Em certas épocas do ano estas mulheres belas e guerreiras celebravam suas vitórias sobre o sexo oposto. O parceiro era escolhido por elas, sem muitas delongas e num ritual dentro do Lago Sagrado. Então, começava a grande festa, A festa da Fertilidade, que durava vários dias, durante os quais as mulheres recebiam índios da aldeia dos Guacaris, tribo mais próxima, com os quais mantinham relações sexuais e procriavam.
Terminado esse período, elas abandonavam seus eleitos e se retiravam para sua moradia em um lugar sagrado, onde prestavam culto feminino à deusa Mãe-Terra e à Lua. As morenas Icamiabas presenteavam os Guacaris com os quais se acasalavam com um amuleto, o que os faria serem bem recebidos onde o exibissem.

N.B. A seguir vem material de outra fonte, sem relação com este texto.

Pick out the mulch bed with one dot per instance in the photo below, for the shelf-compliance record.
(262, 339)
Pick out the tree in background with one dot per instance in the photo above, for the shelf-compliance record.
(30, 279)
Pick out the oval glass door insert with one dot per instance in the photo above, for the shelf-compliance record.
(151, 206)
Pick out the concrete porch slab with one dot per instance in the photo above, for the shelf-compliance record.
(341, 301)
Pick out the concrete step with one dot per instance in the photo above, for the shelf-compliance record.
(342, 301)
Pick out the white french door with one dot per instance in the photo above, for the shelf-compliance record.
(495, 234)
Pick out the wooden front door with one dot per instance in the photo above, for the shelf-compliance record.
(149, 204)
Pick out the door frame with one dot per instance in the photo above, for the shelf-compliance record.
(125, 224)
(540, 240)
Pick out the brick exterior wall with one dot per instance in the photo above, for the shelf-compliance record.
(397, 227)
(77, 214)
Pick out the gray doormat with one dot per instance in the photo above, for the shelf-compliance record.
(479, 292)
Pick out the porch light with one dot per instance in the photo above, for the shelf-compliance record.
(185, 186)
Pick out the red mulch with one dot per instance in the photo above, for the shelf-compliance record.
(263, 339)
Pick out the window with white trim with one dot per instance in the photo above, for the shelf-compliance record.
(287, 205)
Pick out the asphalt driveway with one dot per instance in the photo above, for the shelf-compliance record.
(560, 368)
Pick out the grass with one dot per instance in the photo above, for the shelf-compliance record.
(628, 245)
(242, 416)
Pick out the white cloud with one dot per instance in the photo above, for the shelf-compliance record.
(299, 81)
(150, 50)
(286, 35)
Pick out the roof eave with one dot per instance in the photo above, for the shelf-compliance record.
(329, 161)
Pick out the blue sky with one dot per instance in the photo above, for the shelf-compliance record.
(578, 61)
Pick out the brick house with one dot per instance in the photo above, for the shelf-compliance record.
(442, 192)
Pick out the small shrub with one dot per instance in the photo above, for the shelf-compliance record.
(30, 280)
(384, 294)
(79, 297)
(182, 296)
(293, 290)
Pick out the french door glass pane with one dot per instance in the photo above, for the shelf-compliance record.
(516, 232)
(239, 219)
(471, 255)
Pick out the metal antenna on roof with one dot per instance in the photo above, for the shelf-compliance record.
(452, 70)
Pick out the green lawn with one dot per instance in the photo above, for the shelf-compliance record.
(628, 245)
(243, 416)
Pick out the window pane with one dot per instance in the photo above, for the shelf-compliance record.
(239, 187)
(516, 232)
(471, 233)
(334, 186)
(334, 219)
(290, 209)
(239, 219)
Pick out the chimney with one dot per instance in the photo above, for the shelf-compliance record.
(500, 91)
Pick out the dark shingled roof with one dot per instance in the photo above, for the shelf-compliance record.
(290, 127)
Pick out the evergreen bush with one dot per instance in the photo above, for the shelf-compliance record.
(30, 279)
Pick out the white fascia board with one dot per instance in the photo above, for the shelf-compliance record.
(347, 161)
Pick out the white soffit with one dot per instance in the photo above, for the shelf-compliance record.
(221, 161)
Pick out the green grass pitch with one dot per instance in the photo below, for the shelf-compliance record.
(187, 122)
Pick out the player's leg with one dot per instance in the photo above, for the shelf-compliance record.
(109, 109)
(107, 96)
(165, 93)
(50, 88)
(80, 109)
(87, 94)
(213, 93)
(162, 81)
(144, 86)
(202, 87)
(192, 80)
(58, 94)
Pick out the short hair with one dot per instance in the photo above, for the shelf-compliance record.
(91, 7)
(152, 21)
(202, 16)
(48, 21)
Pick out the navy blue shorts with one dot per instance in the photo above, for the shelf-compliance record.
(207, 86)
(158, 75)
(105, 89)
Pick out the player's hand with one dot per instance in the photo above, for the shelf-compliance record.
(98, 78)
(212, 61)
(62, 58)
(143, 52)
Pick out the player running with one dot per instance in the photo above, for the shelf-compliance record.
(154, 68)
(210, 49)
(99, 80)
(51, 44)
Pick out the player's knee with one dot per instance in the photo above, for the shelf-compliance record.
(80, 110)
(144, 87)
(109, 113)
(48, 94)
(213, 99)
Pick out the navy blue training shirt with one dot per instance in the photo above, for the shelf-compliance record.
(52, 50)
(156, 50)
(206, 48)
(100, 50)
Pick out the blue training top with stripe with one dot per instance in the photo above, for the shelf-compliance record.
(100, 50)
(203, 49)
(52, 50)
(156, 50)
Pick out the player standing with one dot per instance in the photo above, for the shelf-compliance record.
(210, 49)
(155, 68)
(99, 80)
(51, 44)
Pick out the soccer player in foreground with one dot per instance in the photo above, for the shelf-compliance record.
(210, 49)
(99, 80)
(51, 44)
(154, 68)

Essas mulheres possuíam imensa força física e política em suas mãos. Conquistavam terras e mantinham-se em isolamento. Estabeleciam relações amistosas com algumas tribos vizinhas e escolhiam seus parceiros, para que fossem fecundadas.
Ao darem à luz, se nascesse uma menina, esta permaneceria para sempre com a mãe e se tornaria também uma Icamiaba. Se o rebento fosse um menino, este esperaria o tempo do aleitamento e no ano seguinte, na festa do ritual, era devolvido à tribo do pai. Numa outra versão, não tão arraigada às convenções maternais vigentes, diz-se que, se dessa união nascessem filhos masculinos, estes seriam sacrificados.
Suas tradições eram mantidas e repassadas às futuras gerações através da oralidade em forma de contação de histórias, de declamação e cantoria de poesias épicas. Assim ficaram conhecidas as Ykamiabas, as “cunhãs-teco-imãs”, mulheres doidas, temidas, ousadas, corajosas. As Ykamiabas representam o arquétipo mais puro e primitivo da feminilidade, santificavam a solidão, a vida natural, e possuíam um amor intenso pela liberdade, pela independência e pela autonomia.
O Muyraquitã (Muiraquitã)
Essas mulheres presenteavam seus eleitos com o Muiraquitã, o que selava um acordo tácito de fidelidade. A entidade dona das águas e dos muiraquitãs entregava a cada uma daquelas mulheres uma pedra de cor verde. Nesta pedra encontravam-se esculpidos estranhos símbolos que eram entregues às Icamiabas ainda moles, porém, logo que saíam da água eles endureciam. Segundo o Mito, os amuletos eram vivos e ficavam no fundo do Lago e, para apanhá-los, as índias feriam-se e deixavam cair uma gota de sangue sobre a pedra que tomava o formato de um animal que simbolizava toda a força desejada.
O Muiraquitã era em pedra Jade, de maior significância ritualística, e se destacava pelo fascínio, pelo mistério e pela controvérsia que envolvia o mineral. O amuleto possuía formas variadas: cilíndricas, antropomórficas e zoomórficas, sendo os mais afamados os de forma batraquiana (sapo). O que importava era a magia do amuleto e seus dotes terapêuticos que atraia sorte aos seus detentores e promovia a cura de doenças.
A fama e o exotismo do amuleto tornaram-no cobiçado desde os primórdios da colonização da Amazônia. Poucos são os exemplares que podem ser apreciados atualmente, principalmente em sua região originária. Eles estão espalhados pelos principais museus do mundo e em coleções particulares. O Museu de Santarém, em Belém, exibe mostra do raro artefato.
A vida moderna e consumista também cuidou de cultivar o talismã na bela arte da joalheria, desenvolvendo um gosto pelo mistério e pelo mito ao alcance da população.
MELO, Regina. Ykamiabas: Filhas da Lua, Mulheres da Terra. Editora Travessia, 2004.
VOLPATTO, Rosane. Brasil. Mitos e Lendas, 2000.